What would a normal person ask first?
"How long have you been studying that?" I tried to ask casually, but I found I was gritting my teeth.
"One semester," she croaked, her throat still sounding raw from all the coughing.
So she started after...I took a year off. She couldn’t have known Alanna. I wouldn't have seen her. That'd make her around eighteen.
"What made you choose medicine?" I asked.
She cleared her throat twice before the words came out in her voice. "Someone told me once that it helped them feel better just because I was there. I remember feeling useless and wishing I knew enoug
h to be able to do something more material to help them. I went and got my first aid certificate, but it wasn’t enough. I wanted to be a doctor because...one day I could save someone’s life and that makes it all worth it..."
She continued speaking, but I didn’t hear it. The voice I heard was Alanna’s. "What if after all my study I could save someone’s life? How could you want to do anything less, if it meant someone could die if you didn’t do everything you could?"
Don’t let her die. Keep her alive.
I became aware of the faint sound of sirens, coming closer, as I realised Caitlin had fallen silent, her head coming to rest on my chest.
"Stay with me, Caitlin. You can’t sleep yet," I warned her.
She raised her head. "Tell me about you, instead," she mumbled. "I don’t know anything about you, not even your real name, nothing, except that you finally want to help me. Pity you’re not a doctor..."
That night I wished I was a doctor – how much she’d never know.

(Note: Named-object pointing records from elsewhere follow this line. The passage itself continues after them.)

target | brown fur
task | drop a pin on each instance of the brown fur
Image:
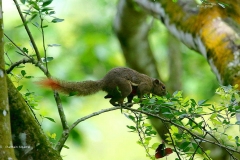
(119, 83)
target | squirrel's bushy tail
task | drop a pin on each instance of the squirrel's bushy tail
(83, 88)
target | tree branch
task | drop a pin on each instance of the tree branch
(28, 31)
(65, 135)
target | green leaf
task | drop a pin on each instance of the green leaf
(54, 45)
(23, 72)
(23, 1)
(72, 94)
(50, 119)
(28, 77)
(237, 123)
(184, 145)
(25, 50)
(48, 59)
(132, 128)
(65, 146)
(46, 9)
(201, 102)
(19, 87)
(57, 20)
(46, 2)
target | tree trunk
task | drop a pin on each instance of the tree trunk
(6, 146)
(28, 136)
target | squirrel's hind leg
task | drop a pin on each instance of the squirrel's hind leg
(114, 101)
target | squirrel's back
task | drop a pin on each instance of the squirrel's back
(119, 83)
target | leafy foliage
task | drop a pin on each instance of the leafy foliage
(190, 123)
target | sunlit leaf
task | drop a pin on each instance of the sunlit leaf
(50, 119)
(19, 87)
(57, 20)
(48, 59)
(23, 72)
(23, 1)
(54, 45)
(46, 2)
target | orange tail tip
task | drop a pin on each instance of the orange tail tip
(49, 83)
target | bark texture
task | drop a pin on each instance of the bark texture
(29, 140)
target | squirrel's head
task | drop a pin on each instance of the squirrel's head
(159, 88)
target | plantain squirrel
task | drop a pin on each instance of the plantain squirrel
(119, 83)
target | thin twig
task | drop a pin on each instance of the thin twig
(139, 134)
(17, 46)
(171, 139)
(23, 61)
(28, 31)
(60, 111)
(65, 135)
(43, 40)
(183, 128)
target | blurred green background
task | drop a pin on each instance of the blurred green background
(88, 50)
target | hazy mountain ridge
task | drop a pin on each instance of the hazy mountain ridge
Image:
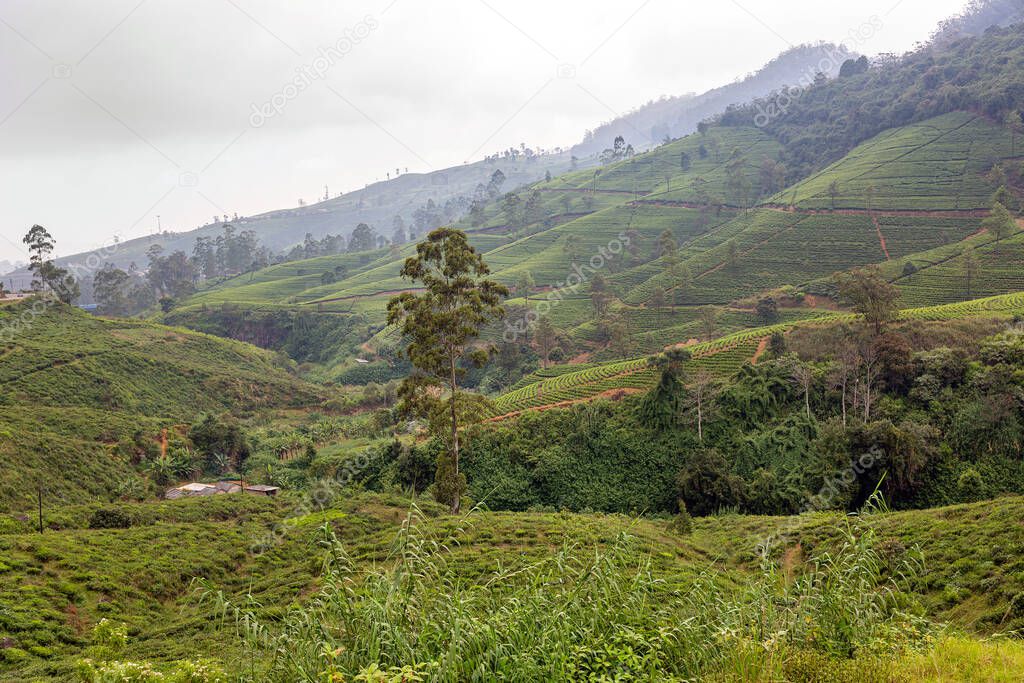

I tried to laugh it off. "I’m dull and boring. If I tell you about me, I'll put you to sleep. Maybe later, when you’re warm and having trouble getting to sleep."
"So tired." She yawned. "It’s hard to imagine having trouble getting to sleep. It’s too hard trying to stay awake...Tell me something interesting about you, something that will help me stay awake."
I hesitated, opened my mouth to say something even as I didn’t know what to say. "I’ll tell you my real name when you’re safe in hospital," I lied. "Hang on until then and I swear I’ll tell you anything you want to know." I wouldn't be allowed to go with her to hospital – I was about to be arrested.
"Okay..." she began grudgingly, "but..."
Red and blue flashing lights lit up the beach. People in police uniform came spilling out of the dunes, shouting incoherently, as I strained to hear her finish what she’d tried to say.
"It's all right, angel," I said softly. "The police are here. They'll take the vicious, raping bastard away and you'll be safe."
Her reaction was the opposite of what I’d expected. She clutched at me, her arms suddenly around me under my jacket. "No. They'll find a way to kill us. If you leave me alone, they'll hurt me again. They won't want to leave witnesses. Don’t leave me. You promised!"